Re: parallel mode and parallel contexts

From: Andres Freund <andres(at)2ndquadrant(dot)com>
To: Robert Haas <robertmhaas(at)gmail(dot)com>
Cc: Amit Kapila <amit(dot)kapila16(at)gmail(dot)com>, Simon Riggs <simon(at)2ndquadrant(dot)com>, "pgsql-hackers(at)postgresql(dot)org" <pgsql-hackers(at)postgresql(dot)org>
Subject: Re: parallel mode and parallel contexts
Date: 2015-03-24 19:26:28
Message-ID: 20150324192628.GG15229@alap3.anarazel.de
Views: Raw Message | Whole Thread | Download mbox | Resend email
Thread:
Lists: pgsql-hackers

On 2015-03-19 14:13:59 -0400, Robert Haas wrote:
> On Wed, Mar 18, 2015 at 5:36 PM, Andres Freund <andres(at)2ndquadrant(dot)com> wrote:
> > Reading the README first, the rest later. So you can comment on my
> > comments, while I actually look at the code. Parallelism, yay!
>
> Sorry, we don't support parallelism yet. :-)

And not even proper sequential work apparently...

> >> + - The currently active user ID and security context. Note that this is
> >> + the fourth user ID we restore: the initial step of binding to the correct
> >> + database also involves restoring the authenticated user ID. When GUC
> >> + values are restored, this incidentally sets SessionUserId and OuterUserId
> >> + to the correct values. This final step restores CurrentUserId.
> >
> > Ah. That's the answer for above. Could you just move it next to the
> > other user bit?
>
> Well, I think it's good to keep this in the same order it happens.
> That's almost true, with the exception of the libraries, which were
> out of order. (I've fixed that now.)

I don't find this convincing in the least. This should explain a
developer which state he can rely on being shared. For that a sane order
is helpful. In which precise order this happens doesn't seem to matter
for that at all; it's also likely ot get out of date.

> >> +At the end of a parallel operation, which can happen either because it
> >> +completed successfully or because it was interrupted by an error, parallel
> >> +workers associated with that operation exit. In the error case, transaction
> >> +abort processing in the parallel leader kills of any remaining workers, and
> >> +the parallel leader then waits for them to die.
> >
> > Very slightly awkward because first you talk about successful *or* error
> > and then about abort processing.
>
> I don't understand what's awkward about that. I make a general
> statement about what happens at the end of a parallel operation, and
> then the next few sentences follow up by explaining what happens in
> the error case, and what happens in the success case.

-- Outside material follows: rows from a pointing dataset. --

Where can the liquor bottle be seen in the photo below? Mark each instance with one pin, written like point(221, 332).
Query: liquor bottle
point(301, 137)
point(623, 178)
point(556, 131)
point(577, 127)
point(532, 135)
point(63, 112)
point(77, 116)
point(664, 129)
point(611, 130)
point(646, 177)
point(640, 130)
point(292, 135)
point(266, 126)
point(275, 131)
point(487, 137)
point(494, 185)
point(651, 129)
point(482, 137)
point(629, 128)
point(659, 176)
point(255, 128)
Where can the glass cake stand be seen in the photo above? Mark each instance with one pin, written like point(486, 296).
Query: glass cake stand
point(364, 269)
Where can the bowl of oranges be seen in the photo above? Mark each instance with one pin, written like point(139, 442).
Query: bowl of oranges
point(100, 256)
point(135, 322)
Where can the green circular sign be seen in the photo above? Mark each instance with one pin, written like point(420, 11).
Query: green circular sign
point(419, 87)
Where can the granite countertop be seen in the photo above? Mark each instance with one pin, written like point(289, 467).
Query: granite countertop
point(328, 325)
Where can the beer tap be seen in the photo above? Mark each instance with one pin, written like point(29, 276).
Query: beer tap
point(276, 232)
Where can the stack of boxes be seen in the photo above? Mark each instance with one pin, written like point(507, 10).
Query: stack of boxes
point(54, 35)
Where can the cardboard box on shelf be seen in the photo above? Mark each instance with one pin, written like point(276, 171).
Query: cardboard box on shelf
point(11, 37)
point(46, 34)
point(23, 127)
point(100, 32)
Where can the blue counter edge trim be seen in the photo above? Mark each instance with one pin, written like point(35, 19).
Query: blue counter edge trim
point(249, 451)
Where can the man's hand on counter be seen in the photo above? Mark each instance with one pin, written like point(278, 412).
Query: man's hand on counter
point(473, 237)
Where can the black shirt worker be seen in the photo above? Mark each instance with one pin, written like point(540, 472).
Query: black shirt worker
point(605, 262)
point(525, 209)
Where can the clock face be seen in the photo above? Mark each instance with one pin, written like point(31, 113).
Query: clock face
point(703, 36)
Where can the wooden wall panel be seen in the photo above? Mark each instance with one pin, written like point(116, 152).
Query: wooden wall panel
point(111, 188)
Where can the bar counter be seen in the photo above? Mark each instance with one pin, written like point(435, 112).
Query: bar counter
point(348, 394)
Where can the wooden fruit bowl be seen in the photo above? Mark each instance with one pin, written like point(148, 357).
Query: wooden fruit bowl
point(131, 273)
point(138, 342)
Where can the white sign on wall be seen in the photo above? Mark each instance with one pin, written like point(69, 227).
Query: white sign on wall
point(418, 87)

I seem to have completely overread the "In the error case, " part of the
sentence. Forget what I wrote.

> >> +Copying locks to workers is important for the avoidance of undetected
> >> +deadlock between the initiating process and its parallel workers. If the
> >> +initiating process holds a lock on an object at the start of parallelism,
> >> +and the worker subsequently attempts to acquire a lock on that same object
> >> +and blocks, this will result in an undetected deadlock, because the
> >> +initiating process cannot finish the transaction (thus releasing the lock)
> >> +until the worker terminates, and the worker cannot acquire the lock while
> >> +the initiating process holds it. Locks which the processes involved acquire
> >> +and then release during parallelism do not present this hazard; they simply
> >> +force the processes involved to take turns accessing the protected resource.
> >
> > I don't think this is a strong guarantee. There very well can be lack of
> > forward progress if they're waiting on each other in some way. Say the
> > master backend holds the lock and waits on output from a worker. The
> > worker then will endlessly wait for the lock to become free. A
> > deadlock. Or, as another scenario, consider cooperating backends that
> > both try to send tuples to each other but the queue is full. A deadlock.
>
> The idea is that both the master and the workers are restricted to
> locks which they take and release again. The idea is, specifically,
> to allow syscache lookups. Taking a lock and then waiting for the
> worker is no good, which is why WaitForParallelWorkersToFinish() calls
> CheckForRetainedParallelLocks(). That would catch your first
> scenario.
>
> Your second scenario seems to me to be a different kind of problem.
> If that comes up, what you're going to want to do is rewrite the
> workers to avoid the deadlock by using non-blocking messaging.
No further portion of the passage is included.